This is a lazy initialization of singleton.
What does volatile do here?
1: public final class SingletonDemo {
2: private static volatile SingletonDemo instance;
3: private SingletonDemo() { }
4: public static SingletonDemo getInstance() {
5: if (instance == null ) {
6: synchronized (SingletonDemo.class) {
7: if (instance == null) {
8: instance = new SingletonDemo();
9: }
10: }
11: }
12: return instance;
13: }
14: }
What happens if we remove volatile?
OK, brain exercise time. Suppose two threads A and B come to this getInstance() method.
At time 100: Both A and B arrive at line 5
At time 101: A enters the synchronized block, B waits outside
At time 105: A exits the synchronized block at line 12
At time 106: B enters the synchronized block at line 7
Question: For thread B, is 'instance' equal to null now? Not necessarily without the volatile keyword. It might still seem to be null to B although it has in fact been assigned some value.

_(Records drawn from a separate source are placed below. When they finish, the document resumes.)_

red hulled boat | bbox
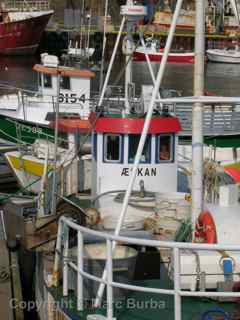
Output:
[0,10,53,55]
[133,38,194,63]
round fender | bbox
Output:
[195,211,217,243]
[201,308,231,320]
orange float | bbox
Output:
[195,211,217,243]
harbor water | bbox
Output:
[0,57,240,96]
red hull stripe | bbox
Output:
[95,117,181,134]
[224,168,240,183]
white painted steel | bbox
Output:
[77,231,84,311]
[173,248,181,320]
[53,219,64,277]
[107,240,113,320]
[51,68,60,214]
[63,225,69,297]
[99,0,108,92]
[136,35,161,105]
[98,16,126,106]
[95,0,183,307]
[192,0,205,232]
[206,49,240,63]
[54,217,240,320]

Next question: is there any advantage of using double-checked lock over the following implementation, which looks much neater.
1: public final class SingletonDemo {
2: private static SingletonDemo instance = null;
3: private SingletonDemo() { }
4: public static synchronized SingletonDemo getInstance() {
5: if (instance == null) {
6: instance = new SingletonDemo();
7: }
8: return instance;
9: }
10: }
I guess when the number of threads is high, the 2nd implementation is slower because of the synchronized keyword on the method. For the 1st implementation, once the object has been created, the synchronized block won't be executed at all.